Bill Clinton’s 1992 election was meant to be a turning point in American politics. Liberals breathed a sigh of relief, believing him to be a much-needed break from the Reagan-Bush era of “small government” and social welfare cuts.
But the optimism surrounding Clinton’s election — and favorable assessments of his time in office since — ignore the destruction his administration brought to poor and working people, especially African Americans, and mask not only the continuation but intensification of anti-poor policies. Rather than offering a reprieve from punitive austerity, Clinton took the Reagan-Bush agenda a step further. If his administration was a turning point, it turned us in the wrong direction.
In 1994, Clinton signed the Violent Crime Control and Law Enforcement Act, the largest crime bill in history, which allocated $10 billion for prison construction, expanded the death penalty, and eliminated federal funding for inmate education. The act intensified police surveillance and racial profiling, and locked up millions for nonviolent offenses such as drug possession.
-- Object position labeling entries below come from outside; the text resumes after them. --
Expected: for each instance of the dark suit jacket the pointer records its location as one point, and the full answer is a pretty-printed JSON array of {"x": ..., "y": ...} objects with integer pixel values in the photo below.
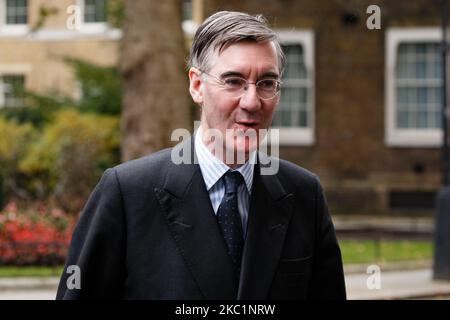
[{"x": 148, "y": 231}]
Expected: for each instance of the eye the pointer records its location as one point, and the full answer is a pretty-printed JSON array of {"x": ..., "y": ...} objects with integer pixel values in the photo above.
[
  {"x": 234, "y": 83},
  {"x": 268, "y": 84}
]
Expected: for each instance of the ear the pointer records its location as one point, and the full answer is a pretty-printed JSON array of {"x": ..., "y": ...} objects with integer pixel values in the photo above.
[{"x": 196, "y": 85}]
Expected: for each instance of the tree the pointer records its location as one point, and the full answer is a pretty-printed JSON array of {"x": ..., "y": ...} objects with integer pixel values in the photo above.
[{"x": 155, "y": 89}]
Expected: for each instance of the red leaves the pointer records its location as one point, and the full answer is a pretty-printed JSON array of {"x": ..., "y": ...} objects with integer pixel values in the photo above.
[{"x": 35, "y": 237}]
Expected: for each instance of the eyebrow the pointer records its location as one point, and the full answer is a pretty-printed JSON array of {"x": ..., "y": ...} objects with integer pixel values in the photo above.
[{"x": 265, "y": 75}]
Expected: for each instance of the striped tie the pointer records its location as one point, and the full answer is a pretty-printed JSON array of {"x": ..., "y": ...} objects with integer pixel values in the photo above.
[{"x": 230, "y": 220}]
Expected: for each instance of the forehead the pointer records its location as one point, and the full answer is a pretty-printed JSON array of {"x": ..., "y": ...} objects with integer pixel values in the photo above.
[{"x": 246, "y": 57}]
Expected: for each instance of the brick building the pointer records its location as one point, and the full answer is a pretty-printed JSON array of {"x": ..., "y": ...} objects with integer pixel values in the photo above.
[{"x": 359, "y": 107}]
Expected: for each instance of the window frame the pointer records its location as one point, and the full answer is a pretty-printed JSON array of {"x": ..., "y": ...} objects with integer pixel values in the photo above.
[
  {"x": 402, "y": 137},
  {"x": 14, "y": 69},
  {"x": 12, "y": 29},
  {"x": 296, "y": 136},
  {"x": 91, "y": 27}
]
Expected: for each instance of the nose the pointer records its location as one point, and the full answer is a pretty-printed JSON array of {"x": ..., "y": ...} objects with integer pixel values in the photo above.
[{"x": 250, "y": 100}]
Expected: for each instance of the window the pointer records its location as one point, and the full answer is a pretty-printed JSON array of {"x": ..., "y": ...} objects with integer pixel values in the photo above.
[
  {"x": 294, "y": 115},
  {"x": 13, "y": 18},
  {"x": 94, "y": 11},
  {"x": 413, "y": 87},
  {"x": 16, "y": 12},
  {"x": 11, "y": 90},
  {"x": 418, "y": 86}
]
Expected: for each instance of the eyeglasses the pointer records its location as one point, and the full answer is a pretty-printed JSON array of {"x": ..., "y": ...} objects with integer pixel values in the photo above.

It helped usher in the era of mass incarceration that devastated communities of color (for which Clinton himself has recently apologized).
Clinton’s simultaneous expansion of federal law enforcement and shrinking of the federal workforce to its lowest level in thirty years reallocated taxpayer dollars from employing people in social service jobs to putting more cops on the streets.
The starkest example of the many racist and anti-poor measures directed at African Americans and passed during his administration was the 1996 welfare reform bill, which transformed welfare from an exclusive and unequal cash assistance system that stigmatized its recipients into one that actually criminalized them.
The Personal Responsibility and Work Opportunity Reconciliation Act ended traditional welfare by turning a federal entitlement, Aid to Families with Dependent Children (AFDC), into block grants, or Temporary Assistance to Needy Families (TANF). TANF established tougher mandates on poor single mothers and gave states more flexibility in how they spent welfare dollars (opening the door for increased discrimination against minorities).
It prohibits anyone from receiving assistance for more than two consecutive years or for more than five years over the course of their life. The act also requires aid recipients to be employed, in most cases, at least thirty hours a week to get their welfare checks, amounting to an hourly wage well below the legal minimum.